After defeat and rest, Gore returns to public

Meetings with backers part of strategy to test potential for run in 2004

June 10, 2001|By Susan Baer | Susan Baer,SUN NATIONAL STAFF

WASHINGTON - For a while, Al Gore's post-election life looked like that of any private citizen - well, any private citizen who has Secret Service protection and a spokesman.

He went to the movies, took his wife to New York to see "The Producers" for their anniversary, expanded his backyard deck, went to his son's lacrosse games, put on too much weight.

But now, six months after losing the presidential race in an extraordinary protracted battle and finding himself in the political wilderness, the former vice president's life is beginning to resemble the very public, very busy life he had led for most of the past 24 years - a life of speeches and donor dinners, airports and hotel rooms, parties, policy and politics.

Those close to Gore say he is not likely to re-enter the public arena in earnest until this fall, and, in his cautious and deliberate manner, is still pondering, as one associate says, "how he wants to emerge."

But as Democrats - and Gore himself - debate his political viability in the aftermath of his historic, photo-finish defeat, the nominee who won the popular vote but lost in the Electoral College appears to be at least laying the groundwork for a comeback.

"Privately, he's reaching out to a network of political friends and supporters, but it's all pretty low-key," says Carter Eskew, Gore's chief strategist in the 2000 campaign.

In recent weeks, Gore has held informal get-togethers with friends and supporters across the country, including one last week in Minneapolis, where he was giving a speech.

The lunches and dinners are not fund-raisers, Gore's spokesman Kiki McLean says, but rather a way for the former Democratic nominee to thank his supporters. They are also a way to keep once and possibly future contributors interested.

Similarly, Gore recently held a cocktail party at his Tudor-style home in Arlington, Va., for about 100 senior staffers from his campaign, and a larger cash-bar party for more than 1,000 campaign workers at a downtown brew pub where chants of "Gore in Four" greeted the jeans-clad headliner as he shook hands.

He has been talking to supporters about establishing a policy institute in Tennessee - perhaps connected to Vanderbilt University, where he attended divinity school for a year - as well as a political action committee.

"I'm sure he will do everything possible to keep all of his options open," says his 2000 campaign press secretary, Chris Lehane.

`Not sitting around moping'

Friends and associates say that in their conversations and e-mail with Gore, he has generally appeared upbeat and optimistic and, outwardly at least, not obsessed with his heartbreaking loss.

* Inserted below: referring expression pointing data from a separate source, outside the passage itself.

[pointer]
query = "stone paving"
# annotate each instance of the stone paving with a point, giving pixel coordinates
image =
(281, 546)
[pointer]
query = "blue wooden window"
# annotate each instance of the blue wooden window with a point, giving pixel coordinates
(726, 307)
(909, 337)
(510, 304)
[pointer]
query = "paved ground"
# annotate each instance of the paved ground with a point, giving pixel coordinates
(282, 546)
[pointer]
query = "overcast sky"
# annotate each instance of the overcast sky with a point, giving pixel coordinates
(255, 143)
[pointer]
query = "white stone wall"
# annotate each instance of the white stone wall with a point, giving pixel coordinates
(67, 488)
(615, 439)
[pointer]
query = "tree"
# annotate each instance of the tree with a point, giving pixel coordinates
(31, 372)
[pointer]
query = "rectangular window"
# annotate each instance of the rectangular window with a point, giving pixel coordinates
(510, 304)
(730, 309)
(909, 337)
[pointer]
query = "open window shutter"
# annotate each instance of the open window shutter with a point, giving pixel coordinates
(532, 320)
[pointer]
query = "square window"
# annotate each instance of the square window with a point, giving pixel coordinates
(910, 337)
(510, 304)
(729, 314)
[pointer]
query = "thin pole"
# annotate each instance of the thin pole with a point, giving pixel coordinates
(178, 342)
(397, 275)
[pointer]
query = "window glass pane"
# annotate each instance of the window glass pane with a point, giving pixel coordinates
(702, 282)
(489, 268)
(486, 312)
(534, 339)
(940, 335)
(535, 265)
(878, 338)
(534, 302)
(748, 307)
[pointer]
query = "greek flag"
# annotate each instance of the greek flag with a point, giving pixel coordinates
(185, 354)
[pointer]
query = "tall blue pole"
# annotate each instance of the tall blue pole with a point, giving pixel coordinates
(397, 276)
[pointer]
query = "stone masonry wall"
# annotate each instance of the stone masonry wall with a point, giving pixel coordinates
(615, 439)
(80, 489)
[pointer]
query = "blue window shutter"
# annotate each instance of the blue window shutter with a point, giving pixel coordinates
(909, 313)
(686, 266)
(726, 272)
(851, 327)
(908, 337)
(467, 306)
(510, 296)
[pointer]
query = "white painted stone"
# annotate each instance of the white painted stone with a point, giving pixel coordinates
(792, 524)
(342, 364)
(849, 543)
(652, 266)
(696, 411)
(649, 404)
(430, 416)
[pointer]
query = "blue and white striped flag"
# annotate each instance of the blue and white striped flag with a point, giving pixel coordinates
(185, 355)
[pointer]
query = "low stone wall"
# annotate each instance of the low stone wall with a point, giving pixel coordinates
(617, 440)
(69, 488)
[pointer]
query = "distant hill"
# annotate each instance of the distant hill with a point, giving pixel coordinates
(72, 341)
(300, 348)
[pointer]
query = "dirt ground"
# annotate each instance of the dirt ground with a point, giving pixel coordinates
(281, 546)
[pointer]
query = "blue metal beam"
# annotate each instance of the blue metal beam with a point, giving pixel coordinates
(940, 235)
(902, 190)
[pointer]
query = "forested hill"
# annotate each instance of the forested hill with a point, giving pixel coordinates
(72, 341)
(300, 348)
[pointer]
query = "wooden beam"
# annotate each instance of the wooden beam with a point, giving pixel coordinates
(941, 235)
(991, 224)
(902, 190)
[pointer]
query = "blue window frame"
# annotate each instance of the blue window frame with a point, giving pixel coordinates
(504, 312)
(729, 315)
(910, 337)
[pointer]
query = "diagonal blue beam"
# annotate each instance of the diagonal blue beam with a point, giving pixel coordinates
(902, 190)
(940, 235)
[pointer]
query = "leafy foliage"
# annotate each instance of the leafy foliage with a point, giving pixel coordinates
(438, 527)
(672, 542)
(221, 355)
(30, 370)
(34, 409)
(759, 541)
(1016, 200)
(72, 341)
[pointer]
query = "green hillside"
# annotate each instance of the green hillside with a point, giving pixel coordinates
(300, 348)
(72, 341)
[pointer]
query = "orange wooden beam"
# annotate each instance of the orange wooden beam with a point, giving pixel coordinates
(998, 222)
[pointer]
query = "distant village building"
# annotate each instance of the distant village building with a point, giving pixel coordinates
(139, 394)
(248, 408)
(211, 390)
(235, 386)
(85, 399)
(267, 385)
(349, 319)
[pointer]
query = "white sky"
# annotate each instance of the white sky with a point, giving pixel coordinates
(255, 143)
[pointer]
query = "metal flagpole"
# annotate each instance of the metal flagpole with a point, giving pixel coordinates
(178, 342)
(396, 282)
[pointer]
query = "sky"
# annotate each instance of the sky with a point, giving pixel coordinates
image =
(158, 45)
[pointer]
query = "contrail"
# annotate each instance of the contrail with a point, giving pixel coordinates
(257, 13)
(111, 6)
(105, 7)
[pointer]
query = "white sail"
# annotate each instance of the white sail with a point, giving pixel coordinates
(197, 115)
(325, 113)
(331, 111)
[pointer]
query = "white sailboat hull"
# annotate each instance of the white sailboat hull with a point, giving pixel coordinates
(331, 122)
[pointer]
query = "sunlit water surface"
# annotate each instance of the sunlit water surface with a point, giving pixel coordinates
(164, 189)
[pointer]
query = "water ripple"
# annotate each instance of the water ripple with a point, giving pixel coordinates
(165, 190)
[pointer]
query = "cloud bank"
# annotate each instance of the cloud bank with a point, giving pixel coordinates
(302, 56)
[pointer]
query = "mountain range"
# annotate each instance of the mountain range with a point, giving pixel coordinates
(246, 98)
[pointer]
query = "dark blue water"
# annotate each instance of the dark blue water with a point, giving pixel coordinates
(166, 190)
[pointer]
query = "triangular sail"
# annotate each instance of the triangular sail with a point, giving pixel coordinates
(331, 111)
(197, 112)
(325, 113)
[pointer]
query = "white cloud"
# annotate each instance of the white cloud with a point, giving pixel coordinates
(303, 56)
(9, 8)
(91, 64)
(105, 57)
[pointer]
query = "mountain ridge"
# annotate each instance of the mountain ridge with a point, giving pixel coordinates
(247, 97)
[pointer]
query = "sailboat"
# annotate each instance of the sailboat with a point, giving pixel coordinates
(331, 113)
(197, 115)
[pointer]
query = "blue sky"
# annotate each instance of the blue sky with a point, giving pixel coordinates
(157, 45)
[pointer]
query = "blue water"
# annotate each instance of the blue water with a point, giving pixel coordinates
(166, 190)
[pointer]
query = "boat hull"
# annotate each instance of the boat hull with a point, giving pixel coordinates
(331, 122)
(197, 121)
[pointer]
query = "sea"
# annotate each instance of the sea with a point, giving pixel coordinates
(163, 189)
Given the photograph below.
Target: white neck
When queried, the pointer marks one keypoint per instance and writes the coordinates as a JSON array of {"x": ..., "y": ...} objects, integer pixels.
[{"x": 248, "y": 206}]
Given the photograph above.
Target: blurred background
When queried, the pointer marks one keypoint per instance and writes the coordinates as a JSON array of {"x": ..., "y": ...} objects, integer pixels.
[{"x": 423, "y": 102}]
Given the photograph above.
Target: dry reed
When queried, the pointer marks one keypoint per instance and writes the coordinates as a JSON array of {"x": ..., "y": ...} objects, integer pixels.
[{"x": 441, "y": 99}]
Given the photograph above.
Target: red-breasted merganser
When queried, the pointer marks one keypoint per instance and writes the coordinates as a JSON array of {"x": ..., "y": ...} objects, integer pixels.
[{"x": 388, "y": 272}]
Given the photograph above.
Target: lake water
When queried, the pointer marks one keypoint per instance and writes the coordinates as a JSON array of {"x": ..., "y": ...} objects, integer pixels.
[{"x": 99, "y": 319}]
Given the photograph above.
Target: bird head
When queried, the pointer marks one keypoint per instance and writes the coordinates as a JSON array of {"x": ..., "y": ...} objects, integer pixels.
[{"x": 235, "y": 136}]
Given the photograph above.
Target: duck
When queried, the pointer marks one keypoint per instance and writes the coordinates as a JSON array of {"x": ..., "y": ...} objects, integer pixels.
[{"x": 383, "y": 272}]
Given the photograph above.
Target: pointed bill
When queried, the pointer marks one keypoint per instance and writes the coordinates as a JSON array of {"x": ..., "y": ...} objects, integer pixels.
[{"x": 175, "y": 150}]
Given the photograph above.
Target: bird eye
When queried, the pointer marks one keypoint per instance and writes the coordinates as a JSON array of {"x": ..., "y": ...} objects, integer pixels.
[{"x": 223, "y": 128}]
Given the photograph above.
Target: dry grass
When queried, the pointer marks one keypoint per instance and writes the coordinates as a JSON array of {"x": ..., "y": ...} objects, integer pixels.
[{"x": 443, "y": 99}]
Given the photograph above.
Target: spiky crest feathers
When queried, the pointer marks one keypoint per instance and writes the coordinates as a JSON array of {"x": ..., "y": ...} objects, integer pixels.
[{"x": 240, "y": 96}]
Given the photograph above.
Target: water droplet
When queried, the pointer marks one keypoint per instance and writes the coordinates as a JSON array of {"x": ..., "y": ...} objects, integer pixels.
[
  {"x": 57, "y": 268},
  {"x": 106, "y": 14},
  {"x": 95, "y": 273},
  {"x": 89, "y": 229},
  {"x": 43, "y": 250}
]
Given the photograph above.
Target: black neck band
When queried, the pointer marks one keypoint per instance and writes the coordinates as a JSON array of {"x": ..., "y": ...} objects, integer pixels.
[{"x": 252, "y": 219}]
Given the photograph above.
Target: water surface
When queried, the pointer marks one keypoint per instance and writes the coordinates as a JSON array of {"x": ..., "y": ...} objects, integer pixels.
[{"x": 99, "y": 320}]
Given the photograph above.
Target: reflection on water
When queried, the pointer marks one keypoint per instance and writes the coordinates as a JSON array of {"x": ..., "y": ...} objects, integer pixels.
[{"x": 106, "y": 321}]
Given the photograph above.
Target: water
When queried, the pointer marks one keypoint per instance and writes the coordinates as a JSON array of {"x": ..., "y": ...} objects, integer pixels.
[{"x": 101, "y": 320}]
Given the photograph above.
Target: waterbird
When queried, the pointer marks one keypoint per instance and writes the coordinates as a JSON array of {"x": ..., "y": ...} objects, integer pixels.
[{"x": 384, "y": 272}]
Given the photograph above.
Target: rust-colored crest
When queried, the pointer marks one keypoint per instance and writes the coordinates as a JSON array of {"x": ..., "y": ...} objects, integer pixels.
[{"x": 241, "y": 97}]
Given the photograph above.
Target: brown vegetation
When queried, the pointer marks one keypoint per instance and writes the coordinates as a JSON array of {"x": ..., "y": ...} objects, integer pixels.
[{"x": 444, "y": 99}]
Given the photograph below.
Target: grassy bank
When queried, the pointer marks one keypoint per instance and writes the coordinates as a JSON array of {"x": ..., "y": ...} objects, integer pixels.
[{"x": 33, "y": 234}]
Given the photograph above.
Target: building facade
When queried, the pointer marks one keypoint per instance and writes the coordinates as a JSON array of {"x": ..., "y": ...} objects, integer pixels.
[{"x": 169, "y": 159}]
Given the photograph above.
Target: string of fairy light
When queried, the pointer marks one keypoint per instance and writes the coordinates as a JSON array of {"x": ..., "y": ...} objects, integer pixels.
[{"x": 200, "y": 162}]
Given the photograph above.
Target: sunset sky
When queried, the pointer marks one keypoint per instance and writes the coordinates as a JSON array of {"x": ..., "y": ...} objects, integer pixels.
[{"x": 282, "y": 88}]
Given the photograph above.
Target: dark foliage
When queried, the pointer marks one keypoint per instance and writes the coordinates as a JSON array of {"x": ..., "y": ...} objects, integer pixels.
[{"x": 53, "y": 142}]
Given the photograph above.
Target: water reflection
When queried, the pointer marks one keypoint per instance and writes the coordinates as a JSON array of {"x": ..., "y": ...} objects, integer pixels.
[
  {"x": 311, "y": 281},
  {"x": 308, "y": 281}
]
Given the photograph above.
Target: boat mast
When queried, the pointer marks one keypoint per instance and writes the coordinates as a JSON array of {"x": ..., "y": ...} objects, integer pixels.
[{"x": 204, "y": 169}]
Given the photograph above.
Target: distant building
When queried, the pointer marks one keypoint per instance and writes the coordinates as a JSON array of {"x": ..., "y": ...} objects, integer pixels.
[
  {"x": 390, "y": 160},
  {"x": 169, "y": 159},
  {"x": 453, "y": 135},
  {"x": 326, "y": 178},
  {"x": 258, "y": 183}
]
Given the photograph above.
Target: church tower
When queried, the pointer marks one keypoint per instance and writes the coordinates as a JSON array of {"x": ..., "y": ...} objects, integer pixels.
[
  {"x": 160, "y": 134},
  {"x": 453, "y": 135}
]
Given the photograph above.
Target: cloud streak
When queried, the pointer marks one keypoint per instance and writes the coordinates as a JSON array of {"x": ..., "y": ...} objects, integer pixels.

"Has he fully internalized it? As with anyone, it will take some time," one associate said. "But he's not sitting around moping."

Those close to Gore say that, like most of his former staff, he believes he would have won the presidency if the Supreme Court had allowed the Florida recount to be completed. But they say his victory in the popular vote has softened the blow, making his feelings of rejection less painful than they otherwise might be.

Eskew says Gore is also heartened by two lessons he believes the public has learned from the contested election and George W. Bush's victory: that everyone's vote does matter, and that there are major differences between the parties.

"That doesn't mean he didn't feel disappointment and it wasn't difficult for him," the former campaign strategist says. "But he soldiered through it."

Writing and teaching

In fact, he has thrown himself into his new career as a teacher as well as a book he is writing with his wife on the family in America.

In the fall, Gore will resume teaching at Columbia University's Graduate School of Journalism, Nashville's Fisk University and Middle Tennessee State University, three schools where he taught courses last semester.

He is also developing a curriculum at the University of California, Los Angeles, for a program on "family-centered community building," a subject he plans to lecture on at several universities. And with former Tennessee governor and two-time GOP presidential candidate Lamar Alexander, he is planning a one-day seminar at Vanderbilt in August on grass-roots political advocacy and civic involvement.

Like former President Bill Clinton, Gore has been hitting the lecture circuit, in some cases collecting sizable paychecks from corporations and industry groups such as the Travel Industry Association of America.

`Gracious thing to do'

Friday, he gave the commencement speech at Sidwell Friends School, the elite private school in Washington from which his son, Albert III, was graduating. And this week, he is scheduled to speak at an Anti-Defamation League dinner in Nashville in honor of Gore and his wife, Tipper, and then head to Seoul, South Korea, to speak at a conference on peace and the environment.